SUSY breaking by a metastable ground state: Why the early Universe preferred the non-supersymmetric vacuum
Steven A. Abel, Chong-Sun Chu, Joerg Jaeckel, Valentin V. Khoze

TL;DR
The paper demonstrates that in cosmological settings, thermal effects naturally favor the universe settling into a metastable, non-supersymmetric vacuum, explaining the observed SUSY breaking in our universe.
Contribution
It shows that thermal dynamics in ISS models lead to the universe preferring metastable SUSY-breaking vacua over supersymmetric ones.
Findings
Thermal effects drive the universe to metastable vacua.
ISS models' metastable vacua are favored due to fewer light degrees of freedom.
Metastable SUSY breaking is comparable to dynamical SUSY breaking scenarios.
Abstract
Supersymmetry breaking in a metastable vacuum is re-examined in a cosmological context.

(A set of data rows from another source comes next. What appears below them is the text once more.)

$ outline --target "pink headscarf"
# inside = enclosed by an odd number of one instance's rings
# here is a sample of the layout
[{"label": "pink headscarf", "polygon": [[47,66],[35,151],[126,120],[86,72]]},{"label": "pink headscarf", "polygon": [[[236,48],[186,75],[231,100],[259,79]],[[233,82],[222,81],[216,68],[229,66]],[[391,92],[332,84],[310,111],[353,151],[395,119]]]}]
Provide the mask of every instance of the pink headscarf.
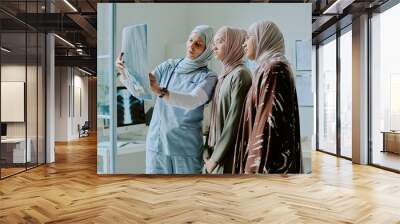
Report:
[{"label": "pink headscarf", "polygon": [[214,97],[211,109],[211,124],[210,133],[208,137],[208,145],[213,147],[216,143],[217,137],[217,118],[219,117],[219,92],[224,78],[229,72],[233,71],[238,65],[243,64],[244,50],[243,43],[246,39],[246,31],[240,28],[233,28],[223,26],[221,27],[214,36],[214,41],[222,39],[225,41],[224,53],[225,56],[222,59],[224,65],[224,71],[218,77],[218,83],[214,90]]},{"label": "pink headscarf", "polygon": [[236,66],[243,64],[243,43],[246,39],[246,31],[234,27],[221,27],[214,36],[214,41],[222,39],[225,41],[223,49],[225,57],[222,59],[224,65],[223,75],[231,72]]},{"label": "pink headscarf", "polygon": [[266,64],[281,61],[287,65],[289,62],[285,57],[285,41],[278,26],[271,21],[259,21],[253,23],[248,31],[249,36],[255,38],[257,73],[263,70]]}]

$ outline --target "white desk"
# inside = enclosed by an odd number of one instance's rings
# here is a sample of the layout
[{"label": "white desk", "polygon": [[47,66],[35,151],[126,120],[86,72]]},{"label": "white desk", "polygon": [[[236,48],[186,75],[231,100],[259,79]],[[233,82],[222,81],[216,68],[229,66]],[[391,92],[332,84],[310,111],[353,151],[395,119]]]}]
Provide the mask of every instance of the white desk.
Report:
[{"label": "white desk", "polygon": [[[25,138],[5,138],[1,139],[2,147],[13,147],[12,148],[12,163],[25,163],[31,162],[32,160],[32,153],[31,153],[31,146],[32,140],[30,138],[26,139],[28,143],[26,147],[26,154],[25,154]],[[7,150],[6,149],[6,150]],[[6,151],[3,150],[2,151]],[[25,158],[27,160],[25,161]]]}]

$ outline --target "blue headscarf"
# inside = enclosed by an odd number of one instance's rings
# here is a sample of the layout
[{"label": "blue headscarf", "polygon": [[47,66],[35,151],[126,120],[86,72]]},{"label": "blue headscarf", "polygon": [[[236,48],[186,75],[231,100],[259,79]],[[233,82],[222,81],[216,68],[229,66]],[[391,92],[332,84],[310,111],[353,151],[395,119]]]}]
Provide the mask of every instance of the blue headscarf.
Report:
[{"label": "blue headscarf", "polygon": [[192,33],[200,34],[201,39],[203,39],[205,43],[205,49],[203,53],[195,59],[186,58],[179,63],[177,67],[177,72],[179,73],[189,73],[198,68],[207,66],[207,63],[210,61],[213,51],[212,51],[212,40],[214,36],[214,31],[211,26],[208,25],[199,25],[196,26]]}]

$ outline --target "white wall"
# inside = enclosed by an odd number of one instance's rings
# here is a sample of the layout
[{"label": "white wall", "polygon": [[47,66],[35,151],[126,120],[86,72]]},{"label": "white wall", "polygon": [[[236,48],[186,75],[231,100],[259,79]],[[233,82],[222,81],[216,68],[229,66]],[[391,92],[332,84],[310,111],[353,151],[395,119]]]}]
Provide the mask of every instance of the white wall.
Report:
[{"label": "white wall", "polygon": [[[1,81],[25,82],[25,64],[9,64],[1,66]],[[28,66],[28,70],[31,67]]]},{"label": "white wall", "polygon": [[[77,74],[78,72],[78,74]],[[71,138],[77,138],[78,137],[78,129],[77,126],[78,124],[80,126],[82,126],[85,121],[88,121],[89,118],[89,114],[88,114],[88,77],[87,76],[82,76],[83,73],[81,73],[80,71],[75,69],[75,75],[74,75],[74,87],[75,87],[75,91],[73,94],[75,94],[73,96],[74,98],[74,110],[75,113],[73,113],[73,119],[72,119],[72,123],[71,123],[71,127],[72,130],[70,132],[70,136]],[[77,88],[80,89],[80,99],[77,97]],[[79,102],[77,102],[77,100],[81,101],[81,110],[82,112],[80,113],[79,111]]]},{"label": "white wall", "polygon": [[125,26],[148,25],[149,69],[166,59],[171,45],[182,46],[192,28],[200,24],[208,24],[217,31],[223,25],[247,29],[253,22],[271,20],[285,37],[286,54],[293,65],[295,41],[311,40],[311,4],[117,4],[116,15],[116,55]]},{"label": "white wall", "polygon": [[68,86],[67,67],[55,68],[55,141],[67,141]]},{"label": "white wall", "polygon": [[[193,6],[192,6],[193,5]],[[221,26],[247,29],[259,20],[271,20],[280,28],[285,38],[286,55],[295,65],[295,41],[311,40],[311,4],[190,4],[190,27],[200,23],[218,30]],[[193,10],[196,9],[196,10]],[[205,16],[207,15],[207,16]],[[290,16],[288,16],[290,15]]]},{"label": "white wall", "polygon": [[[1,66],[1,81],[25,82],[26,67],[19,64]],[[1,108],[7,110],[7,108]],[[25,137],[25,122],[7,123],[7,137]]]},{"label": "white wall", "polygon": [[[1,81],[3,82],[25,82],[26,72],[28,75],[36,74],[36,67],[19,65],[19,64],[6,64],[1,66]],[[35,86],[36,81],[29,80],[30,87],[31,85]],[[27,106],[30,108],[37,107],[36,104],[36,87],[35,88],[27,88]],[[2,96],[3,97],[3,96]],[[32,102],[34,102],[33,105]],[[24,108],[22,108],[24,109]],[[9,108],[1,108],[1,110],[9,110]],[[28,112],[36,112],[36,110],[28,109]],[[36,113],[27,113],[28,124],[28,137],[31,133],[30,130],[36,130]],[[32,123],[32,121],[35,121]],[[8,122],[7,125],[7,136],[8,137],[25,137],[25,126],[26,122]],[[34,127],[33,127],[34,126]],[[36,132],[35,132],[36,133]]]},{"label": "white wall", "polygon": [[368,15],[352,23],[352,161],[368,163]]},{"label": "white wall", "polygon": [[121,51],[122,29],[134,24],[147,24],[150,70],[166,58],[168,44],[182,43],[188,36],[184,18],[186,4],[117,4],[116,55]]},{"label": "white wall", "polygon": [[[54,7],[47,2],[50,11]],[[56,160],[55,153],[55,41],[54,35],[46,36],[46,163]]]},{"label": "white wall", "polygon": [[[55,73],[55,141],[77,139],[78,124],[88,120],[88,78],[72,67],[56,67]],[[79,89],[82,114],[77,107]]]}]

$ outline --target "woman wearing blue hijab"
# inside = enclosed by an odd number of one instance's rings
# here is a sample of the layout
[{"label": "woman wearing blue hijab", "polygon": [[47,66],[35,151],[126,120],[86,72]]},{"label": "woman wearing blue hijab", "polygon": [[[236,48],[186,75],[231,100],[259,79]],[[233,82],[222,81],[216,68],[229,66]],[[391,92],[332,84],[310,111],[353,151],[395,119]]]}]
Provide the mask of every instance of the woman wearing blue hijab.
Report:
[{"label": "woman wearing blue hijab", "polygon": [[[213,95],[217,75],[207,68],[212,57],[213,29],[195,27],[183,59],[169,59],[149,74],[157,99],[146,139],[147,174],[197,174],[202,168],[204,104]],[[121,82],[134,96],[137,83],[116,61]],[[140,95],[140,94],[139,94]]]}]

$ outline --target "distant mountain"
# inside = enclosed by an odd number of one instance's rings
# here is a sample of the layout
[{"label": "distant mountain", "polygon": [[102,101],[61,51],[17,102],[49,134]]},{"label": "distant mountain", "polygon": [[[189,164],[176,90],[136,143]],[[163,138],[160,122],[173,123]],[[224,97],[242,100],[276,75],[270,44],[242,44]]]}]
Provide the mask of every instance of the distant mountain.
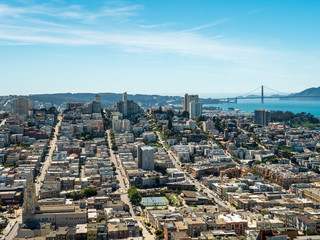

It is shown that thermal effects generically drive the Universe to the metastable minimum even if it begins in the supersymmetry-preserving one. This is a generic feature of the ISS models of metastable supersymmetry breaking due to the fact that SUSY preserving vacua contain fewer light degrees of freedom than the metastable ground state at the origin. These models of metastable SUSY breaking are thus placed on an equal footing with the more usual dynamical SUSY breaking scenarios.